CD74HC4067E 16-Channel Analog Multiplexer/Demultiplexer (DIP‑24) 🔀

The CD74HC4067E is a high-speed, CMOS 16-channel analog multiplexer/demultiplexer in a DIP‑24 package. It routes one of sixteen inputs/outputs to a common pin under digital control, making it ideal for signal switching, sensor selection, and ADC expansion in Arduino, Raspberry Pi, and other microcontroller projects.

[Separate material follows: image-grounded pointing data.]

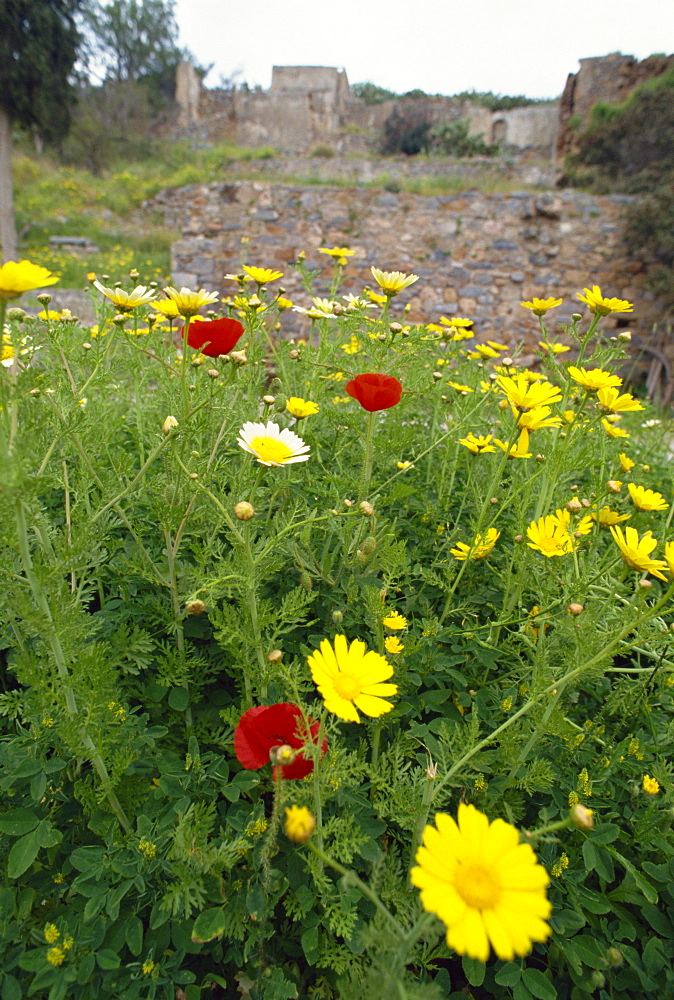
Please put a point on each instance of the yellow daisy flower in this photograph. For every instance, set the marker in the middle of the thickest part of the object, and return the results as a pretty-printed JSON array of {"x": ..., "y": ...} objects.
[
  {"x": 299, "y": 824},
  {"x": 549, "y": 537},
  {"x": 601, "y": 306},
  {"x": 593, "y": 379},
  {"x": 636, "y": 551},
  {"x": 350, "y": 678},
  {"x": 612, "y": 430},
  {"x": 478, "y": 444},
  {"x": 395, "y": 621},
  {"x": 261, "y": 275},
  {"x": 539, "y": 307},
  {"x": 612, "y": 401},
  {"x": 644, "y": 499},
  {"x": 301, "y": 408},
  {"x": 126, "y": 301},
  {"x": 17, "y": 277},
  {"x": 189, "y": 303},
  {"x": 526, "y": 395},
  {"x": 272, "y": 446},
  {"x": 339, "y": 254},
  {"x": 392, "y": 282},
  {"x": 486, "y": 887},
  {"x": 480, "y": 548}
]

Operating from a single 2 V to 6 V supply, it offers low power consumption and reliable performance across a wide temperature range.

Key Features ⚙️

• 🔀 16-channel MUX/DEMUX for analog or digital signals (X0–X15 to COM)
• ⚡ High-speed switching for responsive signal routing
• 🔋 Low power consumption with CMOS technology
• 🧠 CMOS logic control via 4 address lines (S0–S3) and active-low enable (EN)
• 📶 Signal range: 0 V to VCC (within supply rails)
• 🧩 Breadboard-friendly DIP‑24 package for rapid prototyping
• 🌡️ Wide temperature range for robust operation
• 🔧 Easy integration with Arduino, Raspberry Pi, and other electronics modules

Technical Specifications 📐

• Product Name: CD74HC4067E DIP‑24 Integrated Circuit
• Function: 16‑channel analog multiplexer/demultiplexer
• Package Type: DIP‑24 (PDIP)
• Supply Voltage (VCC): 2 V to 6 V
• Operating Temperature: −55°C to +125°C
• Number of Pins: 24
• Control Interface: Address lines S0–S3, EN (active low)
• Channels: 16 (X0–X15 to common COM), bidirectional
• Signal Range: 0 V to VCC
• Technology: High-speed CMOS

How It Works 🧭

Four address inputs (S0–S3) select one of the sixteen channels (X0–X15) to connect to the common terminal COM. The EN pin (active low) globally enables or disables the switch matrix. All analog paths are bidirectional, allowing the device to multiplex signals into an ADC or demultiplex a signal to multiple loads. Designed to minimize channel overlap during switching, it supports clean signal transitions within the specified voltage rails.

Typical Applications 🚀

• 📡 Telecommunication systems – channel selection and routing
• 💻 Computer and embedded systems – I/O expansion and test matrices
• 🏭 Industrial control – sensor multiplexing and data acquisition
• 🚗 Automotive systems – signal selection under controlled environments
• 📺 Consumer electronics – audio/video input switching within supply limits
• 🧪 Arduino/Raspberry Pi projects – ADC/DAC channel expansion, sensor hubs, and electronics components prototyping

Integration Tips 💡

• Place a 0.1 µF decoupling capacitor close to VCC and GND.
• Keep all analog signals within 0 V to VCC; avoid exceeding the supply rails.
• For precision ADC work, consider buffering sources/loads to account for on-resistance and sampling dynamics.
• Use clean CMOS-level control signals from your microcontroller or logic device.